The dollar index was barely changed at 97.171 after gaining 0.35% last week, but the greenback broke above 108 yen to hit its highest since Wednesday, still in the middle of the 107-109 range where it has traded for a month.
Underpinning the dollar, investors on Friday tempered expectations for deep U.S. interest rate cuts later this month, though a quarter-point cut is still widely expected.
Brent crude futures were up 51 cents, or 0.8%, at$62.98 a barrel by 0042 GMT after a British tanker was seized by the Iranian military at the end of last week.
Any rise in oil prices puts pressure on major importers of the commodity in the region such as India, Indonesia and Thailand.

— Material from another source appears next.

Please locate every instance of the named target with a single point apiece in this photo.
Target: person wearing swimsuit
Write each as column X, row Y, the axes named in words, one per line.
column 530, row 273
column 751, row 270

The dollar would hold the upper hand in Asia this week and the “jittery risk environment” surrounding Iran tensions could further impinge on the Asian currencies, OCBC Bank analysts said in a note on Monday.
The Indian rupee fell as much as 0.4% to a near three-week low, while the Indonesian rupiah slid as much as 0.3% to 13,965 against the dollar.
The Thai baht lost up to 0.3%. The currency was little fazed by trade data which showed June exports fell 2.15% year-on-year, smaller than the Reuters poll forecast of 5% drop.
Exports, the main driver of Thai growth, declined for a fourth straight month in June.
The South Korean won also depreciated, shedding up to 0.4% to 1,179.10 against the dollar, as the export-oriented economy’s shipments for the first 20 days of the month fell a sharp 13.6% from a year earlier, according to customs data.
Semiconductor products, which make up for about one-fifth of the country’s total exports, suffered a 30.2% drop in overseas shipments, the Korea Customs Service data showed.
Meanwhile, the Chinese yuan inched up 0.06% on investor hopes that Sino-U.S. trade tensions may be easing.
Some Chinese companies are seeking new purchases of U.S. agricultural products, China’s official Xinhua news agency said on Sunday, citing authorities, and investors widely take these kind of developments as gestures of goodwill between the world’s two largest economies to end the year-long trade war.
The Malaysian ringgit and the Philippine peso were little changed.